Interest of multimodal imaging in tissue engineering

One of the major limitations when imaging biological tissues results in their thickness and opacity. To overcome these limitations and to visualize some structures of interest and to precise the relationship between the structure and the biological function [6], new imaging methods have been developed. Confocal Laser Scanning Microscopy (CLSM) is the reference technique for biological imaging. But CLSM induces some problems of photo toxicity for tissue which are observed in hard conditions. To overcome this gap, linear optical microscopy also called multiphoton microscopy continues to prove its useful for imaging live tissues in particular with reduced toxicity [9,10]. Multiphoton imaging is noninvasive, by keeping the cells alive and enables to be close to physiological conditions and allows a deeper penetration into samples [3,11] than more usual UV-visible techniques [7]. MP-excitation needs a quasi simultaneous absorption of two (or 3) photons, that means a spatio-temporal confinement of photons. A way to satisfy it and to bring a molecule into its excited state consists in using short impulsions at very high frequency. To come back to its fundamental state, many desexcitation ways among which fluorescence emission are possible. The emitted signal is specific to a molecule and its physicochemical environment and can be resolved as well spatially as temporally or spectrally. Some new tools have been developed to obtain complementary information. FLIM (Fluorescence Lifetime Imaging Microscopy) provides a discrimination of molecules on their different lifetimes (contrast image) whereas their emission spectra overlap. Importantly, the lifetime value measured for by FLIM is a property of individual fluorescent molecules and is therefore largely independent of fluorophore concentration and photobleaching [5]. In addition, the emission of specific fluorophores can be contrasted against a strong auto-fluorescence background as encountered in many biological tissues.

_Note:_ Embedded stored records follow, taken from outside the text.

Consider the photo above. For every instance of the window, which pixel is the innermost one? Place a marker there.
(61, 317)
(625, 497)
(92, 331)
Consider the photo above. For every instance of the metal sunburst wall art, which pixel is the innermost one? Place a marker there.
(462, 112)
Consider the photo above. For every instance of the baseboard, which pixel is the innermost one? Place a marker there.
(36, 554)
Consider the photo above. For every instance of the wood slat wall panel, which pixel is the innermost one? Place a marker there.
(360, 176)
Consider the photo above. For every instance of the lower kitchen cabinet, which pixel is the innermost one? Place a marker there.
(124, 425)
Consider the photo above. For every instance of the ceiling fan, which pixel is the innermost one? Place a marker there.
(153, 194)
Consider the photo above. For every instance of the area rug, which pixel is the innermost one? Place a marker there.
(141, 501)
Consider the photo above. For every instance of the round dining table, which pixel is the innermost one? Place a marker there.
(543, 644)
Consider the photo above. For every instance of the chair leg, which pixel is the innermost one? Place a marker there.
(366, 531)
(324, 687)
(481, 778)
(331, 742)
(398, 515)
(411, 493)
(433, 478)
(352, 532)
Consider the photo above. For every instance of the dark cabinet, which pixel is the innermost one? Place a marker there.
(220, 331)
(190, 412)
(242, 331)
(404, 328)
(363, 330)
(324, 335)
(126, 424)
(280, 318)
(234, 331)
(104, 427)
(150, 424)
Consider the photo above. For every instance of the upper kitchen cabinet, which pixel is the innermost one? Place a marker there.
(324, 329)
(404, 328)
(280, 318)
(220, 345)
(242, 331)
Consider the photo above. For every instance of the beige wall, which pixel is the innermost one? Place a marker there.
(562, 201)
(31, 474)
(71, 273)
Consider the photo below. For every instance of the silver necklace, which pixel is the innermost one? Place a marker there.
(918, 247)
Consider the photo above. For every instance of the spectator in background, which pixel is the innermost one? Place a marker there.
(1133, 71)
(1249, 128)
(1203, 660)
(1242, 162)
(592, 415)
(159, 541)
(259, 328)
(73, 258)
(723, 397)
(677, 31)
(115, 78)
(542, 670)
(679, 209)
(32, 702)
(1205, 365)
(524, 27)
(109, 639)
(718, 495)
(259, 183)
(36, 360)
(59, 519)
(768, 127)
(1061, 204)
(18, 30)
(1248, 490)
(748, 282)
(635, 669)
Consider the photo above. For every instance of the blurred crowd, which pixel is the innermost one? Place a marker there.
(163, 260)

Interest of Second Harmonic Generation imaging to study collageneous matrix modification in osteoarthritis disease

Cartilage degenerative diseases like osteoarthritis affect the organization of the biological extracellular matrix (ECM) surrounding chondrocytes. This ECM is mainly composed by collagen giving rise to a strong Second Harmonic Generation (SHG) Signal, due to its high non linear susceptibility. Mechanical stress leads to perturbation of the collagen network comparable to modification occurring in disease. To be sure that SHG signal comes specifically from the collagen network, the enzymatical action of Collagenase was followed. We clearly noted the decrease of the collagen specific signal according to incubation time due to enzymatic degradation. To characterize structural modification on the arrangement of collagen fibers in the ECM, we used image analysis based on co-occurrence matrix (Haralick). Textural features give information like homogeneity (Angular Second Moment) or size of textural elements (Inverse Difference Moment, Correlation). Samples submitted to compression are characterized by higher Correlation, associated with a decrease of IDM and ASM. Those evolutions suggest the presence of long linear structures, an effect of packing of collagen fibrils and the apparition of nodes where the density of collagen is important versus areas showing a lack of molecules. Collagen I, II and VI are biomarkers characterising disease states since its presence is increased in pathological cartilage (osteoarthritis). Fluorescence Lifetime Imaging Microscopy (FLIM) associated to Spectral and SHG analysis confirmed the presence of Collagen I and II in the extracellular and Collagen VI in the pericellular matrix of chondrocytes. SHG, FLIM and Spectral Imaging combined with multiphoton excitation enable tissue imaging at deep penetration. We pointed out a local modification of the ECM of cartilage without any labelling (SHG) under mechanical stress. Thus the association of all these techniques represents a potential diagnosis tool for disorganization of collagen.